There was a moment's dead silence. Then, with something muttered under his breath, the old man shuffled away.
Wang the Ninth stood with his mouth wide open from amazement. He watched the old man retreat out of sight as if the most surprising thing in the world had taken place; and then, when he was sure that it was really true, words poured from his mouth.
"He listens to you!" he exclaimed blankly. "Not a word does he dare to say in reply. He just listens. Well, well," he ended, waggishly shaking his head. "Here is the strangest thing that ever happened—a man who obeys a woman."

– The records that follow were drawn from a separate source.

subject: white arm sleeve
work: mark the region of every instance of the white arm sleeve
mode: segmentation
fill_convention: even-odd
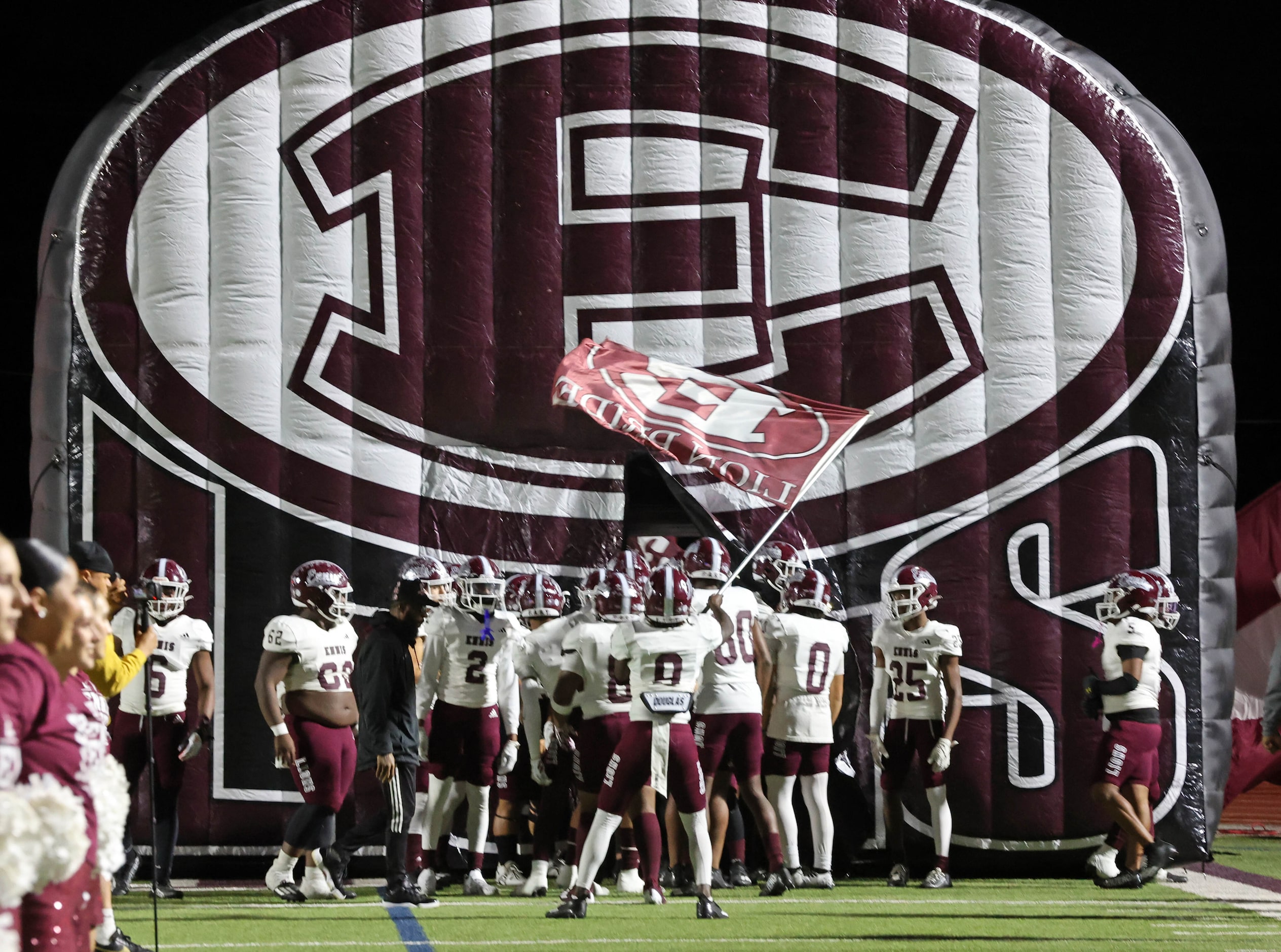
[[[533,678],[520,682],[520,721],[525,725],[530,757],[537,756],[538,741],[543,735],[543,711],[538,705],[542,696],[543,688]]]
[[[511,664],[511,652],[498,655],[498,714],[502,716],[503,738],[520,729],[520,678]]]
[[[880,735],[881,724],[885,721],[885,698],[889,696],[889,671],[884,668],[872,668],[872,700],[867,711],[869,732]]]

Now admiration crept into his looks. He looked down at the girl in such a frankly approving way that she was a little nonplussed. The mastery she had displayed was something entirely novel to him, for the idea that a man might have to take orders from a woman had never occurred to him before. In his world the women slaved and worked and rarely rebelled save over money-matters or owing to quarrels among themselves. They were obedient. They only commanded their children—never grown men.